The subway stopped somewhere between 59th Street and 51st Street. Usually when the train stops, there is absolutely no explanation as to why, or else, there is some completely incoherent explanation (think: Charlie Brown’s teacher). Today was no different. Why should it be? Finally, the train got moving, and I barely made it to Yoga Sutra in time to teach my class. Still, class was nice. Most of the time, it’s purely improv for me, and today was a nice smooth flow. I used to plan all of my classes, from the first to the last breath. I used to chart them out and draw little stick figures and then I would memorize it all. It got a bit tedious. I will probably plan the Yoga-lates class I am teaching next week at a gym. But that’s only because I’ve never taught a Yoga-lates class before. And if anyone has any suggestions, please, please send them my way.
After teaching, I decided against practicing because I am planning on practicing tomorrow, and it’s only been two weeks since I started practicing regularly, and I don’t want to push it. Instead, I decided to grab some lunch.
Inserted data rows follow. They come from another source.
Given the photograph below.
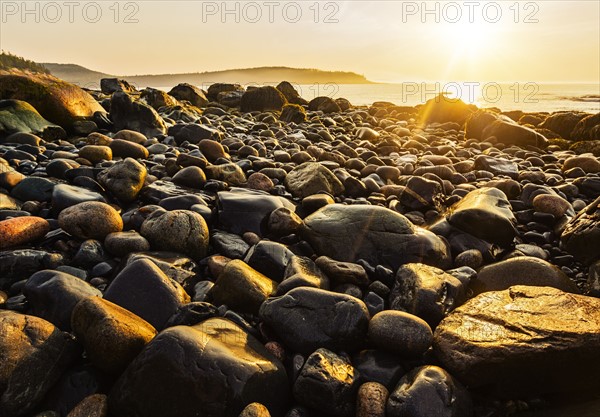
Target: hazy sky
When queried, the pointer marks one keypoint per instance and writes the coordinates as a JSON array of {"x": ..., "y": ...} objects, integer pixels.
[{"x": 537, "y": 41}]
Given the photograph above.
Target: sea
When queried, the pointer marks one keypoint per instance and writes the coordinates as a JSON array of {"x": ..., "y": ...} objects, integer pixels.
[{"x": 525, "y": 96}]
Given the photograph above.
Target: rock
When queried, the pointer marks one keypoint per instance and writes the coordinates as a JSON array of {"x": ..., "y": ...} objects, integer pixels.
[
  {"x": 57, "y": 101},
  {"x": 255, "y": 410},
  {"x": 581, "y": 235},
  {"x": 124, "y": 180},
  {"x": 552, "y": 204},
  {"x": 422, "y": 194},
  {"x": 95, "y": 405},
  {"x": 563, "y": 123},
  {"x": 497, "y": 166},
  {"x": 371, "y": 400},
  {"x": 33, "y": 189},
  {"x": 216, "y": 88},
  {"x": 376, "y": 234},
  {"x": 306, "y": 319},
  {"x": 522, "y": 270},
  {"x": 231, "y": 370},
  {"x": 241, "y": 288},
  {"x": 192, "y": 177},
  {"x": 64, "y": 195},
  {"x": 486, "y": 126},
  {"x": 485, "y": 213},
  {"x": 242, "y": 210},
  {"x": 33, "y": 355},
  {"x": 96, "y": 153},
  {"x": 191, "y": 93},
  {"x": 261, "y": 99},
  {"x": 429, "y": 391},
  {"x": 20, "y": 116},
  {"x": 442, "y": 109},
  {"x": 113, "y": 85},
  {"x": 19, "y": 264},
  {"x": 588, "y": 163},
  {"x": 130, "y": 136},
  {"x": 587, "y": 128},
  {"x": 158, "y": 98},
  {"x": 142, "y": 288},
  {"x": 426, "y": 292},
  {"x": 290, "y": 93},
  {"x": 293, "y": 113},
  {"x": 325, "y": 104},
  {"x": 135, "y": 115},
  {"x": 112, "y": 336},
  {"x": 126, "y": 149},
  {"x": 22, "y": 230},
  {"x": 523, "y": 341},
  {"x": 311, "y": 178},
  {"x": 52, "y": 296},
  {"x": 230, "y": 173},
  {"x": 343, "y": 272},
  {"x": 400, "y": 333},
  {"x": 327, "y": 383},
  {"x": 182, "y": 231},
  {"x": 90, "y": 220}
]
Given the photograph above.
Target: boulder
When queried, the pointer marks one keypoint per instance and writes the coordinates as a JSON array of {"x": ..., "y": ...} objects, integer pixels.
[
  {"x": 306, "y": 319},
  {"x": 52, "y": 295},
  {"x": 212, "y": 369},
  {"x": 33, "y": 356},
  {"x": 126, "y": 113},
  {"x": 20, "y": 116},
  {"x": 261, "y": 99},
  {"x": 522, "y": 270},
  {"x": 191, "y": 93},
  {"x": 376, "y": 234},
  {"x": 311, "y": 178},
  {"x": 523, "y": 341},
  {"x": 427, "y": 292},
  {"x": 56, "y": 100}
]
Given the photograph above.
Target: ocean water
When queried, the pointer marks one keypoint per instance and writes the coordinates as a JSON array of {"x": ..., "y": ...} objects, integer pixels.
[{"x": 526, "y": 96}]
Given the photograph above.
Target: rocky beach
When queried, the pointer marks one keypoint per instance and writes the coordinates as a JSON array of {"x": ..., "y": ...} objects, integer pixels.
[{"x": 244, "y": 252}]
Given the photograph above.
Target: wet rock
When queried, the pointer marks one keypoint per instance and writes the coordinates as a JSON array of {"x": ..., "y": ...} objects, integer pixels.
[
  {"x": 484, "y": 213},
  {"x": 146, "y": 291},
  {"x": 376, "y": 234},
  {"x": 261, "y": 99},
  {"x": 64, "y": 195},
  {"x": 306, "y": 319},
  {"x": 400, "y": 333},
  {"x": 33, "y": 355},
  {"x": 231, "y": 369},
  {"x": 182, "y": 231},
  {"x": 310, "y": 178},
  {"x": 327, "y": 383},
  {"x": 135, "y": 115},
  {"x": 19, "y": 116},
  {"x": 191, "y": 93},
  {"x": 371, "y": 400},
  {"x": 90, "y": 220},
  {"x": 112, "y": 336},
  {"x": 242, "y": 210},
  {"x": 241, "y": 287},
  {"x": 22, "y": 230},
  {"x": 57, "y": 101},
  {"x": 426, "y": 292},
  {"x": 522, "y": 270},
  {"x": 513, "y": 343},
  {"x": 52, "y": 296},
  {"x": 429, "y": 391},
  {"x": 581, "y": 236}
]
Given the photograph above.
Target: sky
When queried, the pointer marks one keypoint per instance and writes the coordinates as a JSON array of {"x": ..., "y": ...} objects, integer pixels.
[{"x": 387, "y": 41}]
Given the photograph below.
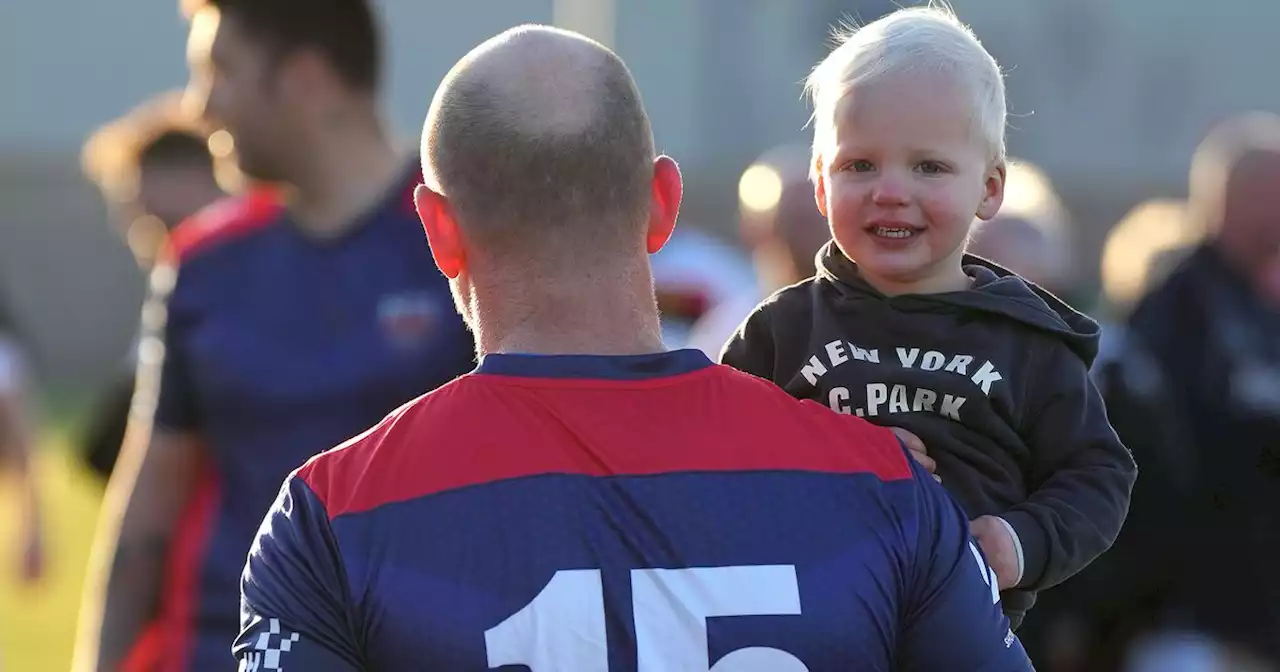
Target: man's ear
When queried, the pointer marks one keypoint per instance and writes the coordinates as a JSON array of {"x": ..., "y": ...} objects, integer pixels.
[
  {"x": 442, "y": 231},
  {"x": 667, "y": 191}
]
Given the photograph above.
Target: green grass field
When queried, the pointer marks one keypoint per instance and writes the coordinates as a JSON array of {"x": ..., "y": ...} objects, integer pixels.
[{"x": 37, "y": 624}]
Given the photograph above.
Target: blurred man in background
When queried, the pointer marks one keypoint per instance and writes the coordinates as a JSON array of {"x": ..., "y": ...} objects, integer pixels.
[
  {"x": 280, "y": 321},
  {"x": 782, "y": 229},
  {"x": 155, "y": 169},
  {"x": 16, "y": 453},
  {"x": 1031, "y": 236},
  {"x": 1214, "y": 330}
]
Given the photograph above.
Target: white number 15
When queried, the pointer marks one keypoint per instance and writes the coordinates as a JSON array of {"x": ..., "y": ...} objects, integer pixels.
[{"x": 563, "y": 626}]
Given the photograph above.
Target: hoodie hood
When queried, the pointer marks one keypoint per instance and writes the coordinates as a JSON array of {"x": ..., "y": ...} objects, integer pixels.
[{"x": 995, "y": 291}]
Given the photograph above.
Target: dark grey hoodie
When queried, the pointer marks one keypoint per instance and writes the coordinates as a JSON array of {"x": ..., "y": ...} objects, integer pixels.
[{"x": 993, "y": 379}]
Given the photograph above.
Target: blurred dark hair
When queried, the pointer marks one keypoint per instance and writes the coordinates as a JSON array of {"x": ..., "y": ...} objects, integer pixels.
[
  {"x": 343, "y": 31},
  {"x": 174, "y": 146},
  {"x": 154, "y": 133}
]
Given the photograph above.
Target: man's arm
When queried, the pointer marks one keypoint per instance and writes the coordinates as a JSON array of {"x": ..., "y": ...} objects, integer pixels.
[
  {"x": 145, "y": 498},
  {"x": 954, "y": 620},
  {"x": 293, "y": 592},
  {"x": 1082, "y": 478}
]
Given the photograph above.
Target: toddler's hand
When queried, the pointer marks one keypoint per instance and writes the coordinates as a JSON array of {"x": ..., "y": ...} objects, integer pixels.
[
  {"x": 917, "y": 448},
  {"x": 997, "y": 544}
]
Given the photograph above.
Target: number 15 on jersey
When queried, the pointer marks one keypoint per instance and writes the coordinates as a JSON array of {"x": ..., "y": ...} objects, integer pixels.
[{"x": 563, "y": 627}]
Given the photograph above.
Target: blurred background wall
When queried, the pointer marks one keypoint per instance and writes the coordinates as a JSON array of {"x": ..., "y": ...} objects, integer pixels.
[{"x": 1109, "y": 96}]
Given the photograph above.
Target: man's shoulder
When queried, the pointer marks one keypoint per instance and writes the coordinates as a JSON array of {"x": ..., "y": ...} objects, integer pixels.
[
  {"x": 368, "y": 470},
  {"x": 223, "y": 222},
  {"x": 814, "y": 435}
]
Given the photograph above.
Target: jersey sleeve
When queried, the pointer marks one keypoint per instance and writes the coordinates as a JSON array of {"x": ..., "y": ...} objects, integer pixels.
[
  {"x": 164, "y": 387},
  {"x": 954, "y": 620},
  {"x": 293, "y": 597}
]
And this is the most delightful part for me because it stands in such sharp contrast to my lunch last week.
Instead of Balthazar at the bar, I wandered into Pret a Manger, a ready-made sandwich chain, picked up a delicious veggie sandwich (sprouts, avocado and shaved parmesan cheese on seven grain bread) and a Diet Coke, and sat at the counter across from the Ladies’ Room. In all honesty, the sandwich was way better than the salad I had last week.
Took the subway home, went food shopping in Harlem at the gigantic and awesome Fairway Supermarket and then took Lewis out for an even longer walk, up the East River and across the bridge to Ward’s Island, home of the kiddie baseball league and an institution for the criminally insane, and then to Randall’s Island, occasional home of Cirque de Soleil, and permanent home of the Icahn track and field stadium as well as the Randall’s Island Golf Center, which is really just a Mini-Golf course, a Driving range and a couple of batting cages.
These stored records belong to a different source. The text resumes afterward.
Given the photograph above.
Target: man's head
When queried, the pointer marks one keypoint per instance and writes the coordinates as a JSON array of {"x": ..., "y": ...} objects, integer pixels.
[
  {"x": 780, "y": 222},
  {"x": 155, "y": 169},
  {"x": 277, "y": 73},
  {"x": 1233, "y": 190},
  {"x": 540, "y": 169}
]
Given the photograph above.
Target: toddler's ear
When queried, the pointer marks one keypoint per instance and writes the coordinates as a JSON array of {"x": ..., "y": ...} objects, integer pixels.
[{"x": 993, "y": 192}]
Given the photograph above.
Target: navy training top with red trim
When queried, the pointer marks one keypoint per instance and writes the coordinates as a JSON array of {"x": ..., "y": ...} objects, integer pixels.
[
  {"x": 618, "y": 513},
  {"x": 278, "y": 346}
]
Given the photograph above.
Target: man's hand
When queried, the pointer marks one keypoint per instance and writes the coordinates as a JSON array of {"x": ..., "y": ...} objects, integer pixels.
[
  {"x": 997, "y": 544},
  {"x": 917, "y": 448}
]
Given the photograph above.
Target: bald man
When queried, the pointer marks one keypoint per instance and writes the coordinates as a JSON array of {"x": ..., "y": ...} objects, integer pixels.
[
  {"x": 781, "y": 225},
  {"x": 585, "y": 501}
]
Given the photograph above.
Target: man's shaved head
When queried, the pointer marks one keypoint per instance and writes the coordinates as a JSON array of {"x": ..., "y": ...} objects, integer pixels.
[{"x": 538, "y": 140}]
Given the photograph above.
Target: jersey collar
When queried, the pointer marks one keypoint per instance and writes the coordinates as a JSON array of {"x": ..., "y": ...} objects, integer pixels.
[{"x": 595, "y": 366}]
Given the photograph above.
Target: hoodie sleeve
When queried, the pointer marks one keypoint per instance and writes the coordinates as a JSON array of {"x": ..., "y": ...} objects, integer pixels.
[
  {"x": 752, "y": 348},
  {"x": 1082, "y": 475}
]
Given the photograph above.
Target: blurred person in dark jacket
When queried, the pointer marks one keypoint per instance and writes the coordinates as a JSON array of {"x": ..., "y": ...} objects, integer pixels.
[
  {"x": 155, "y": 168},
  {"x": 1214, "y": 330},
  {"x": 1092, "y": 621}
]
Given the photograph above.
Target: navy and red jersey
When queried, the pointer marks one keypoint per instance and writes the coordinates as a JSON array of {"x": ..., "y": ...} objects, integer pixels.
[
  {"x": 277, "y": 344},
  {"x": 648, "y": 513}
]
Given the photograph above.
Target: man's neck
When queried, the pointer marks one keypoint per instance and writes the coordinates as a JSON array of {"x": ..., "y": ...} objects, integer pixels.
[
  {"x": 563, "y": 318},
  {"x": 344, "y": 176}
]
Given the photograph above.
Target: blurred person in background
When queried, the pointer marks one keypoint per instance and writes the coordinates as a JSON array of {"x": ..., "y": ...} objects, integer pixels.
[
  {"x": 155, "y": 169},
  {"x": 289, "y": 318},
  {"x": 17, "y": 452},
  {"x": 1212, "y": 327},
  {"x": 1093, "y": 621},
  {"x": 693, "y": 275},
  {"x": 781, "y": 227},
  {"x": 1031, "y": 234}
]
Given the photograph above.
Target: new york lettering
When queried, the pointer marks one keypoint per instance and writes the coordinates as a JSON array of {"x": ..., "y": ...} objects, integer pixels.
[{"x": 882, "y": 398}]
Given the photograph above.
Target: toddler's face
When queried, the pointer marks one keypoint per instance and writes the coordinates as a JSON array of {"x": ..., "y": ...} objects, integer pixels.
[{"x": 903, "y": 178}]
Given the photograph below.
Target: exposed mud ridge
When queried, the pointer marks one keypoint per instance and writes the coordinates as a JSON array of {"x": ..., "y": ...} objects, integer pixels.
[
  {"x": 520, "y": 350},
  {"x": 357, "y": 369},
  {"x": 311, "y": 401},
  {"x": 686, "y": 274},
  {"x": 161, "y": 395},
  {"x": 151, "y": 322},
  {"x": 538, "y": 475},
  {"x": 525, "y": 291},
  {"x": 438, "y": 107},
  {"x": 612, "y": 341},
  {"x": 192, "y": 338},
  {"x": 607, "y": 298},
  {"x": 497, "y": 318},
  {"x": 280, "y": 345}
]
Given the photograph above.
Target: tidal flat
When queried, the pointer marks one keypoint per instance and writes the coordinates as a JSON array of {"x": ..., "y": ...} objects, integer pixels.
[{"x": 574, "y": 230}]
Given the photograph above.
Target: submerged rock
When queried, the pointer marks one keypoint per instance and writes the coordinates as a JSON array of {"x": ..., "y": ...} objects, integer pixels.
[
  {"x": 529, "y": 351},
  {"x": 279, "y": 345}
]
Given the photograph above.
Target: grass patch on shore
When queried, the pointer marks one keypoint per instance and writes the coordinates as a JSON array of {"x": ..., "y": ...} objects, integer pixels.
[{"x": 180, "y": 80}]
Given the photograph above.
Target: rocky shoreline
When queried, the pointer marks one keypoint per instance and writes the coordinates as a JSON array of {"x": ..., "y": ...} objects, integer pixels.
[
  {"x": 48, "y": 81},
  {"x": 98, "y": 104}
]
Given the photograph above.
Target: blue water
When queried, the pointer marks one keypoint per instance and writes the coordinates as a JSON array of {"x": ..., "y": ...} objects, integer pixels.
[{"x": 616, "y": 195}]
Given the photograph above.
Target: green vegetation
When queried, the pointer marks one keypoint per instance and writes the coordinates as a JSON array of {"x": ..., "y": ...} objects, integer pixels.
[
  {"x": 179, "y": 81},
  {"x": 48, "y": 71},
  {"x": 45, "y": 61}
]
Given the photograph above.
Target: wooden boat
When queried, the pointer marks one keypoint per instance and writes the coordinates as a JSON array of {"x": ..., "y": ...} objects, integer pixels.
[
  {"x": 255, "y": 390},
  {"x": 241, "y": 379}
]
The walk home was excruciating. I should have thought of that before I walked so far from home.
Picked the kids up from school, put on an apron, grated three cups of russett potatoes and half an onion and made some potatoe latkes (you can call them “latkees” if you want to sound like you’re from the shtetl), roasted a chicken, and together with my kids and the Husband, lit the Hanukah candles, said the three “First Night” blessings over the candles and contemplated the miracle of the lights.
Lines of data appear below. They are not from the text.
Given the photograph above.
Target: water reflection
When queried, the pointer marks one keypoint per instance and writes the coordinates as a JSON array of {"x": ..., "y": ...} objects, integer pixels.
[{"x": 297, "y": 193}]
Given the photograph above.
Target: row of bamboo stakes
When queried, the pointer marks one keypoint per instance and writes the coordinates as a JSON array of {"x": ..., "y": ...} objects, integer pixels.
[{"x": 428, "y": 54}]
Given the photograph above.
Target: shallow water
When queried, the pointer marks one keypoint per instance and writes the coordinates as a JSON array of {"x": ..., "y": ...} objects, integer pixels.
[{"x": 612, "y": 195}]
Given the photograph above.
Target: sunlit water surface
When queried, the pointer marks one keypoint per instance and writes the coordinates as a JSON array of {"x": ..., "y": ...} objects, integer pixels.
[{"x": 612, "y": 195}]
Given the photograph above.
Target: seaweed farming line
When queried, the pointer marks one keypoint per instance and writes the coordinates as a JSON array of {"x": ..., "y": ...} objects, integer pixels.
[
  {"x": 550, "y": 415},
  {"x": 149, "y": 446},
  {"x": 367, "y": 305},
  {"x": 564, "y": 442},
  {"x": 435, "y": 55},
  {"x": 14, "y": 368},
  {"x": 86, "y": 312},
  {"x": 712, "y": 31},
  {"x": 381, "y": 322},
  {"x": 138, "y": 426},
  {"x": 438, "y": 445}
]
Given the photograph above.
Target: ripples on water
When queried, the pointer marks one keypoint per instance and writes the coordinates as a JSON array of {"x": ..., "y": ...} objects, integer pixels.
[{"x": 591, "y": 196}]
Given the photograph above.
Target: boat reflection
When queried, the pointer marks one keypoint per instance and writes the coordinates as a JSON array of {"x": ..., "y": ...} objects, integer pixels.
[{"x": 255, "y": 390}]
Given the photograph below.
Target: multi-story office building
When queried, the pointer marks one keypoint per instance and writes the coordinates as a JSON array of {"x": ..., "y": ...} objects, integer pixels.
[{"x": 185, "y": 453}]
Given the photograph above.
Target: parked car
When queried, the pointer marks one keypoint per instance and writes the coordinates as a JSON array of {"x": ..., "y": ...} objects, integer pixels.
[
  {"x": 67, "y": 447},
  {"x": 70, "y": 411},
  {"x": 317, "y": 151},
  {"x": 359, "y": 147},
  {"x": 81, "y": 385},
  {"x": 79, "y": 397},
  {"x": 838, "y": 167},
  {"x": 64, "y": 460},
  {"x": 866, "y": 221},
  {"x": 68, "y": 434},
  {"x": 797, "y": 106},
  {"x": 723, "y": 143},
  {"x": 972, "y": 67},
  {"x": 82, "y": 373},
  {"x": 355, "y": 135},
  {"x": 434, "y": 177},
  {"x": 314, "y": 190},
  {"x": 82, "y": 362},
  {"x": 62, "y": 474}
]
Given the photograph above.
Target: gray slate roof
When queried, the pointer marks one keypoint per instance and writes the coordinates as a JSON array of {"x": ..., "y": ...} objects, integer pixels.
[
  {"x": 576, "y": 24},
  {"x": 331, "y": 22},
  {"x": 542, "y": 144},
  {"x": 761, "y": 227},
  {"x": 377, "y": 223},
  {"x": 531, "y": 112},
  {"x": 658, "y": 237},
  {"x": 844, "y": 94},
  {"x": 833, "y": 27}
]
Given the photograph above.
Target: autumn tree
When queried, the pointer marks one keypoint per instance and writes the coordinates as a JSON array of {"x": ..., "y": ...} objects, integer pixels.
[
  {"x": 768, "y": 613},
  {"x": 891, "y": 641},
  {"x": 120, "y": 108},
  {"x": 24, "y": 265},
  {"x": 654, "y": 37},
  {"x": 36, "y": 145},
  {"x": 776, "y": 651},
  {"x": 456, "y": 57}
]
We told our kids to contemplate miracles in general. But I don’t think that they see miracles the same way we do. They think in terms of the miracle of the Game Boy DS and the miracle of the Topps 2006 Major League Baseball Collection. I didn’t think to enlighten them about the miracle of the food on the table, the miracle of the roof over our heads or the miracle of health care when you need it. I think in time they will pick that stuff up on their own. And until then, I consider their innocence its own miracle.